Se tumbó en el suelo, con el cuerpo sacudido por temblores, llorando como si su alma se estuviera haciendo añicos. Las lágrimas llegaban en oleadas. Estiró los brazos, con los dedos buscando en la nada, desesperada por agarrar a la hija que había decidido marcharse.

—¡Laurie! ¡Laurie! —gritó, con la voz destrozada y rota.

Cada grito empapado de angustia y remordimiento. Sonaba como si la estuvieran desgarrando. La habitación permanecía vacía, no hubo respuesta, solo el eco de sus gritos llenó el silencio. Lauren ya se había ido. Lauren caminaba con paso firme por el pasillo del hospital, pero al acercarse a la esquina, se detuvo de repente.

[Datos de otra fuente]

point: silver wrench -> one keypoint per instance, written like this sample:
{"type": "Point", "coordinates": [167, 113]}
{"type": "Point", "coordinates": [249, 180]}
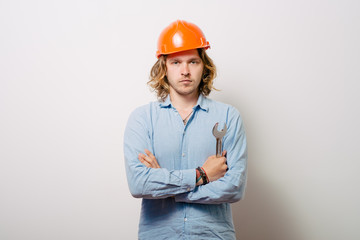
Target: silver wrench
{"type": "Point", "coordinates": [219, 135]}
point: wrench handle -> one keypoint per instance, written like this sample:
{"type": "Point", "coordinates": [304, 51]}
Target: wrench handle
{"type": "Point", "coordinates": [218, 147]}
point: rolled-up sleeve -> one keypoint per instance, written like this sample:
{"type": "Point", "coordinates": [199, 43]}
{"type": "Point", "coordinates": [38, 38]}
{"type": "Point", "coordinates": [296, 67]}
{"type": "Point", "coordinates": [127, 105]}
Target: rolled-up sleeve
{"type": "Point", "coordinates": [231, 187]}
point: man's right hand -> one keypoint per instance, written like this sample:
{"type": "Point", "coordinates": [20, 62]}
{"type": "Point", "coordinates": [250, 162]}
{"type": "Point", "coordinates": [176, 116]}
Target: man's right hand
{"type": "Point", "coordinates": [215, 167]}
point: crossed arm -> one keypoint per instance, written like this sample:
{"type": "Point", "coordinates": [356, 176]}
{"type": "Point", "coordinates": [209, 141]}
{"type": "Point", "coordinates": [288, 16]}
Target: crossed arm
{"type": "Point", "coordinates": [147, 179]}
{"type": "Point", "coordinates": [214, 167]}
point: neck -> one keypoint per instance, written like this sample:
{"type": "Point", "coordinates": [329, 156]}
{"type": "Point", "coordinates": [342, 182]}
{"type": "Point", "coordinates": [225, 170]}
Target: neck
{"type": "Point", "coordinates": [184, 102]}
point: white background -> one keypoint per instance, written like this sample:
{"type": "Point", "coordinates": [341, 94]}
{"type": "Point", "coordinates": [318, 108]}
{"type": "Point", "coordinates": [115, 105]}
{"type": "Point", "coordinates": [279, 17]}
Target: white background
{"type": "Point", "coordinates": [72, 71]}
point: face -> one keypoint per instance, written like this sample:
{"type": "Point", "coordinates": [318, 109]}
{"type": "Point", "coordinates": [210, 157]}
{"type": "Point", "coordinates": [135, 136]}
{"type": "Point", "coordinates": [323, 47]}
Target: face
{"type": "Point", "coordinates": [184, 71]}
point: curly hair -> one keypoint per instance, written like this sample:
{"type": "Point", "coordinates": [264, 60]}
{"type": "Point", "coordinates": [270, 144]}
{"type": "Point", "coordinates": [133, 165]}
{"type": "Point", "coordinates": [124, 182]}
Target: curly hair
{"type": "Point", "coordinates": [160, 84]}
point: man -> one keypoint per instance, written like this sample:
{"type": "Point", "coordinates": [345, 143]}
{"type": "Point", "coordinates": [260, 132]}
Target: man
{"type": "Point", "coordinates": [170, 149]}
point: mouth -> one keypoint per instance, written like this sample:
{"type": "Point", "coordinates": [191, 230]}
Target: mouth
{"type": "Point", "coordinates": [186, 81]}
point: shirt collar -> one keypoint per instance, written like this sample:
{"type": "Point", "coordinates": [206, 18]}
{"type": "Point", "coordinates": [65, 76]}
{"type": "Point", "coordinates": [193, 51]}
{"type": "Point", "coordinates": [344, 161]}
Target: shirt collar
{"type": "Point", "coordinates": [202, 103]}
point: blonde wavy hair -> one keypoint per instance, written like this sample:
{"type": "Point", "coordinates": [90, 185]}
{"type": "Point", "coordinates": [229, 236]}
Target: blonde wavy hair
{"type": "Point", "coordinates": [160, 84]}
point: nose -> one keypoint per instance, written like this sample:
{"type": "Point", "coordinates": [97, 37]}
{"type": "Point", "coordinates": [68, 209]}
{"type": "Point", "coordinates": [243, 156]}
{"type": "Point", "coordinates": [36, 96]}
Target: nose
{"type": "Point", "coordinates": [185, 70]}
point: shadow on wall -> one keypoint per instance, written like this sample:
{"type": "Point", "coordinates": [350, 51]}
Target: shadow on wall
{"type": "Point", "coordinates": [262, 214]}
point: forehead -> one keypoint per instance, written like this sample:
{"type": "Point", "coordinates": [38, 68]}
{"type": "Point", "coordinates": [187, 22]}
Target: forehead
{"type": "Point", "coordinates": [193, 53]}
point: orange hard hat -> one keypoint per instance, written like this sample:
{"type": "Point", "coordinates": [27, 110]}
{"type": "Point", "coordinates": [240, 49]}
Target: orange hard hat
{"type": "Point", "coordinates": [180, 36]}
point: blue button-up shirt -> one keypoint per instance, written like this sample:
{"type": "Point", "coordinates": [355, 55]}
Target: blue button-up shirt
{"type": "Point", "coordinates": [173, 207]}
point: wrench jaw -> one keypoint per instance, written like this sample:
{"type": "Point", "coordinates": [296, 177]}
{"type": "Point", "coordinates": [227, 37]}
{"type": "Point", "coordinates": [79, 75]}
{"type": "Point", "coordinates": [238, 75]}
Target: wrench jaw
{"type": "Point", "coordinates": [219, 134]}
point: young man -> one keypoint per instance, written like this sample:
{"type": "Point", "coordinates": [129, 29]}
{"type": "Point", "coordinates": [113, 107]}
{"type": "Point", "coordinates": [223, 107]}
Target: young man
{"type": "Point", "coordinates": [170, 148]}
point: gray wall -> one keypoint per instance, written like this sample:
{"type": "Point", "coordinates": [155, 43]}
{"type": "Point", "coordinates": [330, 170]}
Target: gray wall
{"type": "Point", "coordinates": [72, 71]}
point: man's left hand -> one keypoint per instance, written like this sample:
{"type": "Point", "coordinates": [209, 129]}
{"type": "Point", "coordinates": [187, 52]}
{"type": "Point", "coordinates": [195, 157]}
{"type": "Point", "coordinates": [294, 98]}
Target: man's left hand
{"type": "Point", "coordinates": [148, 160]}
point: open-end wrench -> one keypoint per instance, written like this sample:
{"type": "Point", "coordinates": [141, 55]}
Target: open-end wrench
{"type": "Point", "coordinates": [219, 135]}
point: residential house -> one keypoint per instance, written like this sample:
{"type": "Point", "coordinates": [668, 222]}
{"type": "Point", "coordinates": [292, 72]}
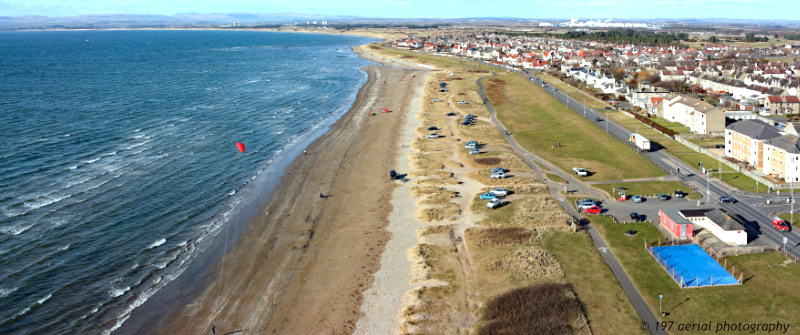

Gael se dio cuenta y también se detuvo, mirándola con un rastro de confusión.

—Señorita Lauren, ¿sucede algo? —preguntó con suavidad.

Desde donde estaba, Lauren tenía una vista clara de la habitación de David. Entrecerró los ojos, una luz intensa brilló a través de ellos como un rayo en un cielo oscuro. Luego sonrió, una sonrisa astuta y significativa llena de picardía y anticipación.

—¿Qué crees que va a hacer ahora Alice? —preguntó con voz tranquila.

Gael lo pensó un poco antes de responder.

—Tal vez irá directo a ver a David y se enfrentará a él.

Lauren soltó una sonrisa, pero no había calidez en ella.

—Maldita sea Lauren. Si mi pierna funcionara, ya estaría en su puerta haciéndola pagar.

Murmuró, con la furia haciendo que el blanco de sus ojos se enrojeciera. Mientras estaba allí sentado, enfadado e intentando averiguar cómo sacar a Willow de apuros, el repentino sonido de la puerta abriéndose lo hizo detenerse. Levantó la vista, sorprendido al ver a Alice entrando.

En un abrir y cerrar de ojos, un destello de astucia apareció en los ojos de David. Una idea, que pensó que era brillante, lo golpeó como un rayo. Si iba a sacar a Willow de la cárcel, iba a necesitar dinero, y mucho. Los bordados que ella había arruinado valían por sí solos 2,8 millones. Había que devolverlos en su totalidad.

Pero eso era solo la superficie. Con alguien como Félix involucrado, sacar a Willow significaría sobornar a las personas adecuadas y mover los hilos correctos. Eso no era barato. En total, se necesitarían entre cinco y siete millones.

Él tenía el dinero. Él y Sharon ya habían canalizado todos sus activos a cuentas en el extranjero a nombre de ella, pero ese dinero estaba destinado a su plan de fuga, a su lujosa vida en el extranjero. ¿Gastarlo todo en problemas en casa? Esa idea lo ponía enfermo. Entonces, sus ojos se posaron en Alice, y de repente ella parecía una solución.